Hello, Philip!

2. Determine the dimensions of the cone of maximum volume

that can be inscribed in a sphere with radius 3 Code:

A
* * *
* /:\ *
* / : \ *
* / :3 \ *
/ : \
* / : \ *
* / O* \ *
* / * : * 3 \ *
/ * y: * \
B *--------+--------* C
* x *
* *
* * *

The center of the sphere is $\displaystyle O.$

Note that $\displaystyle OA = OB = OC = 3.$

$\displaystyle \Delta ABC$ is the side view of the cone.
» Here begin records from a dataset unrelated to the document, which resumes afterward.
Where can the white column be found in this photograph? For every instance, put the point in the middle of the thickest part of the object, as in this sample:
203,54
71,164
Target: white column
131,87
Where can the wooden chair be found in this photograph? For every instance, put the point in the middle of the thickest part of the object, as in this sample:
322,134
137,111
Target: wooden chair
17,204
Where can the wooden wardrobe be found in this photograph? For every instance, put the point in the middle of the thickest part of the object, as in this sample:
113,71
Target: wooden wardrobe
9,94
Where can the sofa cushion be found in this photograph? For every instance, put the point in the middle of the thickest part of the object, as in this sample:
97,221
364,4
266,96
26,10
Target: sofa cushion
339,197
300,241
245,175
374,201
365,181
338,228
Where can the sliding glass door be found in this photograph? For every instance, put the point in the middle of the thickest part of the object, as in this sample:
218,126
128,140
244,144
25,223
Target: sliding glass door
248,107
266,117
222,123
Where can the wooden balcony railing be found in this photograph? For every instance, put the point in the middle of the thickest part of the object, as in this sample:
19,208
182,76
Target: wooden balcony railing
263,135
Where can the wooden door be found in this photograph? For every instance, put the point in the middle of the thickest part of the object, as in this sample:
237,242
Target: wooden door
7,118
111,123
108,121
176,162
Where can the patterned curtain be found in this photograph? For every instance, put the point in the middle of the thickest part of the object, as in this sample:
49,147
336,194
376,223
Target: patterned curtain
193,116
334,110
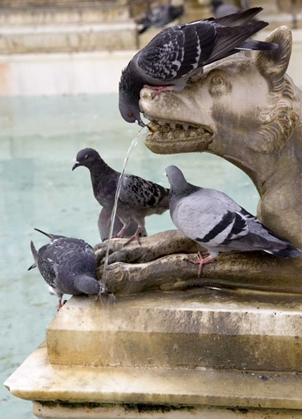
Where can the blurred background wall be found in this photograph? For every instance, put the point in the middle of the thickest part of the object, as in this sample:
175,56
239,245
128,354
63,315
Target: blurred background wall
31,26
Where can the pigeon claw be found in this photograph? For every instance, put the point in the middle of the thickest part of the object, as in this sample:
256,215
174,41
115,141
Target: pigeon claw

The volume of a cone is: .$\displaystyle V \:=\:\frac{1}{3}\pi r^2h$

In the diagram, the radius is $\displaystyle x$ and the height is $\displaystyle y + 3$

So we have: .$\displaystyle V \:=\:\frac{1}{3}\pi x^2(y+3)$ **[1]**

The diagram also says: .$\displaystyle x^2 + y^2 \:=\:3^2\quad\Rightarrow\quad x^2 \:=\:9 - y^2$ **[2]**

Substitute **[2]** into **[1]**: .$\displaystyle V \;= \;\frac{1}{\pi}(9 - y^2)(y + 3)$

We have: .$\displaystyle V \;=\;\frac{\pi}{3}\left(-y^3 - 3y^2 + 9y + 27\right)$

Then: .$\displaystyle V' \;=\;\frac{\pi}{3}\left(-3y^2 - 6y + 9\right) \:=\:0$

We have the quadratic: .$\displaystyle y^2 + 2y = 3 \:=\:0$

. . which factors: .$\displaystyle (y - 1)(y + 3)\:=\:0$

. . and has roots: .$\displaystyle y = 1,\,-3$

Since the measurements are positive, $\displaystyle y = 1$

. . and from **[2]**: .$\displaystyle x^2 \:=\:9-1^2\:=\:8\quad\Rightarrow\quad x \,= \,2\sqrt{2}$

Therefore, the cone of maximum volume has radius $\displaystyle 2\sqrt{2}$ and height $\displaystyle 4.$